Using plotnine in python, I'd like to add dashed horizontal lines to my plot (a scatterplot, but preferably an answer compatible with other plot types) representing the mean for every color separately. I'd like to do so without manually computing the mean values myself or adapting other parts of the data (e.g. adding columns for color values etc).
Additionally, the original plot is generated via a function (make_plot
below) and the mean lines are to be added afterwards, yet need to have the same color as the points from which they are derived.
Consider the following as a minimal example;
import pandas as pd
import numpy as np
from plotnine import *
df = pd.DataFrame( { 'MSE': [0.1, 0.7, 0.5, 0.2, 0.3, 0.4, 0.8, 0.9 ,1.0, 0.4, 0.7, 0.9 ],
'Size': ['S', 'M', 'L', 'XL', 'S', 'M', 'L', 'XL', 'S', 'M', 'L', 'XL'],
'Number': [1, 1, 1, 1, 2, 2, 2, 2, 3, 3, 3, 3] } )

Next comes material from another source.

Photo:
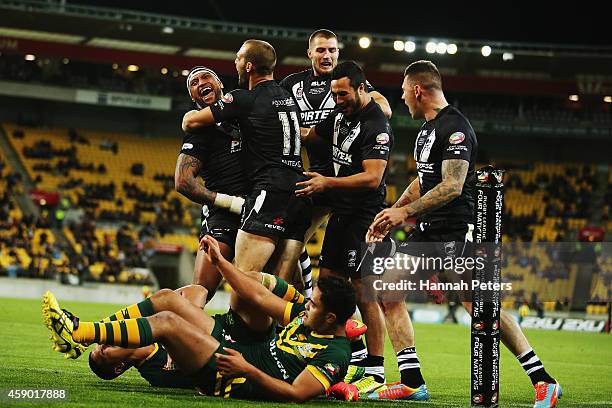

def make_plot(df, var_x, var_y, var_fill) :
plot = ggplot(df) + aes(x='Number', y='MSE', fill = 'Size') + geom_point()
return plot
plot = make_plot(df, 'Number', 'MSE', 'Size')
I'd like to add 4 lines, one for each Size
. The exact same can be done in R using ggplot
, as shown by this question. Adding geom_line(stat="hline", yintercept="mean", linetype="dashed")
to plot
however results in an error PlotnineError: "'stat_hline' Not in Registry. Make sure the module in which it is defined has been imported."
that I am unable to resolve.
Answers that can resolve the aforementioned issue, or propose another working solution entirely, are greatly appreciated.